How hackers are making use of statistics to steal your password

Author: Carlos Alberto Gómez Grajales

I’m going to tell you a secret. For my first e-mail account, my password was the name of one of the lesser known released albums from the Seattle band Nirvana [1]. That e-mail is long gone, as well as my blind love for grunge, though the fact remains that one of my first ever protection against sneaky eyes was just a popular rock album. Many years ago, my e-mail didn’t contain any matters of relative importance, yet fast forward to the present and the situation is different, as I’m sure most statisticians can easily testify. Nowadays you handle important information from clients, code of your analysis and some stuff worth protecting.

But not only statisticians have to protect their e-mails. In our online interconnected world, passwords are important, as they protect your work, your identity and, sometimes, even your money. Many shopping sites allow you to make charges to your credit card with your user password alone. Both Apple and Google stores require nothing but this code to charge you money. And even if you’re not material, your social and public life could get ruined by some intrusion to your Facebook or Twitter profiles.

 

Seeing how important passwords are in our lives, it is rather unsurprising to witness the explosion of password related business. Protecting your password and managing them has become an industry: just as much as stealing has become lucrative as well.
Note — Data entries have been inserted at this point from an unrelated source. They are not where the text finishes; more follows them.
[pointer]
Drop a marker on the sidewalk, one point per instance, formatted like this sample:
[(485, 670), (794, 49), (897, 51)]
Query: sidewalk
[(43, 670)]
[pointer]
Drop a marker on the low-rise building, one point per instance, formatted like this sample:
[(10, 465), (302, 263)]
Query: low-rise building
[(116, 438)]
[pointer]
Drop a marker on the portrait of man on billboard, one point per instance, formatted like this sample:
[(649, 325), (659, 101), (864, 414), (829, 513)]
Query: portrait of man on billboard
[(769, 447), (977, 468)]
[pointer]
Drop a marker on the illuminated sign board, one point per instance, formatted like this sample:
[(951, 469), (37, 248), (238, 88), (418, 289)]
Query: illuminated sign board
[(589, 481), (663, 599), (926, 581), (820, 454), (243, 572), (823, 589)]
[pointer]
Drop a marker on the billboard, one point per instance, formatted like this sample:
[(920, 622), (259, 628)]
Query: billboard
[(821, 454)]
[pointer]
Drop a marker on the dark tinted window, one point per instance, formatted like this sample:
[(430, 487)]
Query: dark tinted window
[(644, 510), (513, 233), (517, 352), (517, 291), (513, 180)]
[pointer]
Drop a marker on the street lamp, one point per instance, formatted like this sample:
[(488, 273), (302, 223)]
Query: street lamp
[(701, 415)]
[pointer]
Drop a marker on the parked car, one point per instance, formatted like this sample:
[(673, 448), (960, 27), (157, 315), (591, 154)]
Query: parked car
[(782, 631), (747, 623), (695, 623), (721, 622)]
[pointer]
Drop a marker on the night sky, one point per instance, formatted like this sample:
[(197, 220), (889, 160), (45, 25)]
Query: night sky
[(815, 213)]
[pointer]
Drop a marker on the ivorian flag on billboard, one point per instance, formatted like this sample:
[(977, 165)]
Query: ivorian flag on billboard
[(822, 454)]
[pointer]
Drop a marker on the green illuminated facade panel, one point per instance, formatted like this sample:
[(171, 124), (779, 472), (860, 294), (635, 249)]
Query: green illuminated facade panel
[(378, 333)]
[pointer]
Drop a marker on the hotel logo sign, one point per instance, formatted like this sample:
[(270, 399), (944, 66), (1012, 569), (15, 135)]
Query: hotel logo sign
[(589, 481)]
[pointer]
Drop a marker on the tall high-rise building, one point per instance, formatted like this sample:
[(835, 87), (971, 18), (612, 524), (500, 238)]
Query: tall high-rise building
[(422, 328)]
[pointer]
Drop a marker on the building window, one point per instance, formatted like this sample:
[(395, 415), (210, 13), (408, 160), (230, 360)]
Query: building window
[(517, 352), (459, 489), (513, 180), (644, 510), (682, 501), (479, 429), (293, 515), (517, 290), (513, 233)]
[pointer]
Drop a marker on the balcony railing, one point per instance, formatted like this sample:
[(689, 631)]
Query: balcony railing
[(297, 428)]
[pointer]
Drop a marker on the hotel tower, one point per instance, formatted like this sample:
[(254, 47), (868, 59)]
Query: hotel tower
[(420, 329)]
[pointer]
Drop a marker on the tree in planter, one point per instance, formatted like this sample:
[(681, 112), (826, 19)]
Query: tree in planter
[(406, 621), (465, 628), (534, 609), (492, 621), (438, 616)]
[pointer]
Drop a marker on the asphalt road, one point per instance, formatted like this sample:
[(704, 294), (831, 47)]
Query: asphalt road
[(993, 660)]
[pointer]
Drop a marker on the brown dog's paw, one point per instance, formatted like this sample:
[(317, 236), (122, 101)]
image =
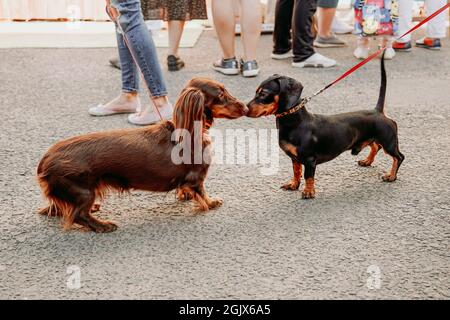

Hackers can receive up to 30 dollars for each retrieved valid password. Even though password hacking, that is, obtaining someone else’s password without his permission, isn’t something new, you might be surprised to learn how, in recent years, statistics and data analysis have helped develop new and faster algorithms for helping hackers get access to your accounts. As a statistician, I’m sorry to tell you this, but in the 21st century even hackers need analytics.

There’s a reason why statistics are helpful for hacking passwords: they are rarely random, meaning that some patterns can easily be spotted. And, as you should know, statistics are fairly good in identifying and studying patterns. You probably believe that the password you choose, that obscure and forgotten album from the 90’s, is fairly secure, yet research shows that many people actually do think the same. For instance, a researcher discovered that our card PIN (Personal Identification Number) codes are way less diverse than they should. That four digit number you use in the ATM should usually be a safe code you aim to protect, but research shows that mankind decides it is simply better to use safe, easy to remember passwords. The twenty most common PINs are: “1234”, “1111”, “0000”, “1212”, “7777”, “1004”, “2000”, “4444”, “2222”, “6969”, “9999”, “3333”, “5555”, “6666”, “1313”, “8888”, “4321”, “2001” and “1010” [2]. You can easily detect a pattern. Numbers in sequence tend to be very popular, as an estimated 11% of the population uses “1234″. That’s right, 11%. Repeating the same number 4 times seems also to be some sort of obliged form of password fashion. Anyone trying to outguess a card’s PIN can easily try with a few of these options. With a bit of luck, he will gain access to your account. Usually, it is not so dangerous if someone guesses your PIN number: they still need the card to make it work. This “two-step” security procedure is why only 4 numbers are required for the PIN.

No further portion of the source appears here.